Obstacle identification and positioning method based on fusion of monocular camera and millimeter wave radar

文档序号:1002428 发布日期:2020-10-23 浏览:4次 中文

阅读说明:本技术 基于单目相机与毫米波雷达融合的障碍物识别与定位方法 (Obstacle identification and positioning method based on fusion of monocular camera and millimeter wave radar ) 是由 黄攀峰 余航 张帆 孟中杰 张夷斋 刘正雄 于 2020-07-15 设计创作,主要内容包括:本发明涉及一种基于单目相机与毫米波雷达融合的障碍物识别与定位方法,包括传感器数据采集与时间同步、毫米波雷达与单目相机测量对象匹配和使用扩展卡尔曼滤波算法对两种传感器的测量数据进行滤波与融合;本发明采用多传感器融合的方式,使机器人能够感知比单个传感器更加丰富且精确的障碍物信息。相对单纯基于坐标转换的融合方式来说,本发明所使用的扩展卡尔曼滤波数据融合方式获取的数据更加接近真实值,且大大减少了传感器测量噪声带来的影响。(The invention relates to an obstacle identification and positioning method based on the fusion of a monocular camera and a millimeter wave radar, which comprises the steps of collecting data of a sensor and synchronizing time, matching a millimeter wave radar with a monocular camera measuring object and filtering and fusing the measuring data of the two sensors by using an extended Kalman filtering algorithm; the invention adopts a multi-sensor fusion mode, so that the robot can sense more abundant and accurate obstacle information than a single sensor. Compared with a fusion mode based on coordinate conversion, the data acquired by the extended Kalman filtering data fusion mode used by the invention is closer to a true value, and the influence brought by the measurement noise of the sensor is greatly reduced.)
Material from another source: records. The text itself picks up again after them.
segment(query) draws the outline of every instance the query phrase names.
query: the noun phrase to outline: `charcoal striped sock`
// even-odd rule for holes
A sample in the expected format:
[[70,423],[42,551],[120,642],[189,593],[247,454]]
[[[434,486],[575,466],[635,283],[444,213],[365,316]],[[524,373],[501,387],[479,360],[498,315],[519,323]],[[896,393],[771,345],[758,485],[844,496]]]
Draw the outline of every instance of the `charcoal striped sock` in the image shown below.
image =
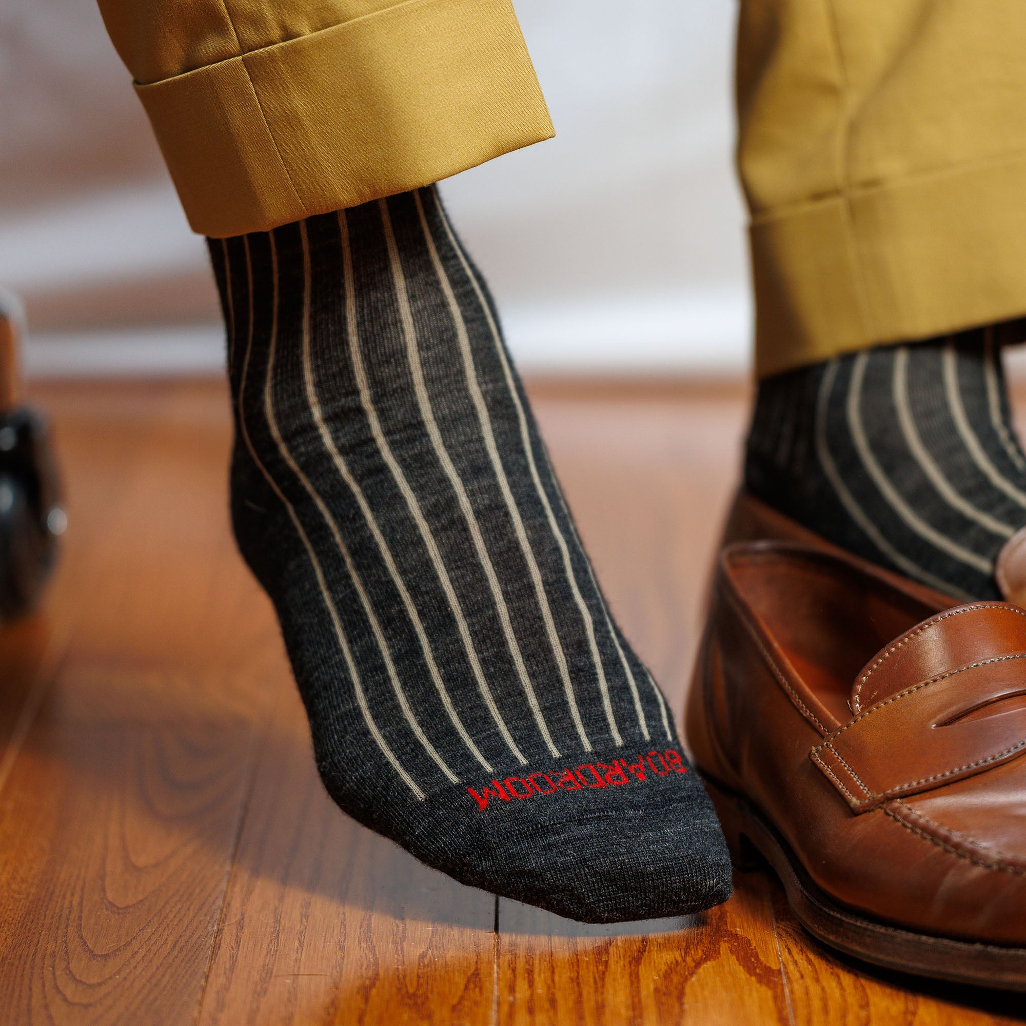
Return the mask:
[[960,598],[1000,598],[1026,526],[1026,458],[999,343],[1021,322],[885,346],[759,384],[749,491],[867,559]]
[[715,815],[436,191],[210,250],[235,534],[331,796],[457,879],[566,916],[723,901]]

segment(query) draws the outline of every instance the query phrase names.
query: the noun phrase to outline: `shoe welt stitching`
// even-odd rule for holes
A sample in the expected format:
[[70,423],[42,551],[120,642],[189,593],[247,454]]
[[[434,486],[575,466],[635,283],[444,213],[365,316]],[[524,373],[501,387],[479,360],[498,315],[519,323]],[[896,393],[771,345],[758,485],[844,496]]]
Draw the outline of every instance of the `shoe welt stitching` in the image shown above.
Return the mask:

1. A method for identifying and positioning obstacles based on fusion of a monocular camera and a millimeter wave radar is characterized by comprising the following steps:

step 1: sensor data acquisition and time synchronization

1.1) acquiring data of a millimeter wave radar and a monocular camera, reading two-dimensional point cloud data according to a communication protocol provided by the millimeter wave radar, and reading image information of the monocular camera by using OpenCV;

1.2) carrying out time sequence registration on data of the millimeter wave radar and the monocular camera according to the timestamp information of the point cloud and the image, and ensuring that the time for fusing the data of the two sensors is consistent;

step 2: matching the millimeter wave radar with a monocular camera measuring object;

2.1) identifying the obstacle in the visual image by using a deep learning model trained in advance to obtain a minimum rectangular frame enveloping the obstacle;

2.2) the coordinates (x) of the radar point cloud are calculated according to the external parameter matrix and the internal parameter matrix of the radar camerari,yri) Conversion to pixel coordinates (u)ri,vri) The specific conversion relationship is as follows:

wherein z iscFor the actual depth of a spatial point to the camera plane, K represents the camera's internal reference matrixR and TRespectively representing a rotation matrix and a translation vector between the camera and the radar, and being capable of being calibrated in advance or directly measured and obtained, wherein H represents the height difference between the millimeter wave radar and the camera;

2.3) traversing the center pixel position (u) of the visually detected rectangular frameci,vci) Distance (u)ri,vri) The nearest point is an obstacle which is detected by the millimeter wave radar and the monocular camera together;

and step 3: filtering and fusing the measurement data of the two sensors by using an extended Kalman filtering algorithm;

3.1) prediction of state quantity: the fused state quantity is the coordinate and the speed x under a radar coordinate systemf(px,py,pz,vx,vy) According to the kalman filter equation, the predicted value of the state quantity and its uncertainty can be expressed as:

wherein, x'fIs xfF is a coefficient of variation of a state quantity of the linear system, P, P 'is a system uncertainty and a prediction of the uncertainty, respectively, and Q is a linear system x'f=FxfAdditional interference factors of (2);

3.2) millimeter wave radar measurement updating: the position and the speed of the obstacle measured by the millimeter wave radar are xr(xr,yr,vxr,vyr) According to the kalman filter equation, the update values of the state quantity and its uncertainty can be expressed as:

wherein, x'fr、P′rH represents the conversion relation between the state quantity and the millimeter wave radar measured value, R is the state quantity and the uncertainty after the millimeter wave radar measured data is updatedradarRepresenting uncertainty of the millimeter-wave radar measurements, which may be based on radarObtaining the delivery parameters;

3.3) monocular camera measurement update: the coordinate of the center pixel of the visually detected obstacle matched with the millimeter wave radar in the step 2 is xs(u, v), according to the kalman filter equation, the update values of the state quantity and its uncertainty can be expressed as:

Figure FDA0002584682670000023

wherein, f (x'f) Coordinate transformation relations representing the projection of state quantities onto a pixel coordinate system, using a pinhole camera model, whereby the coordinates are transformed into a non-linear mapping, HjJacobian matrix, R, representing pixel coordinates in a non-linear mapping relationship with respect to state quantitiescamRepresenting the uncertainty of the monocular camera measurement value as an identity matrix;

and 3.4) acquiring the measured values of the millimeter wave radar and the monocular camera according to the time sequence registered in the step 1, continuously updating the state quantity, and performing prediction once every updating, thereby acquiring more accurate obstacle position information.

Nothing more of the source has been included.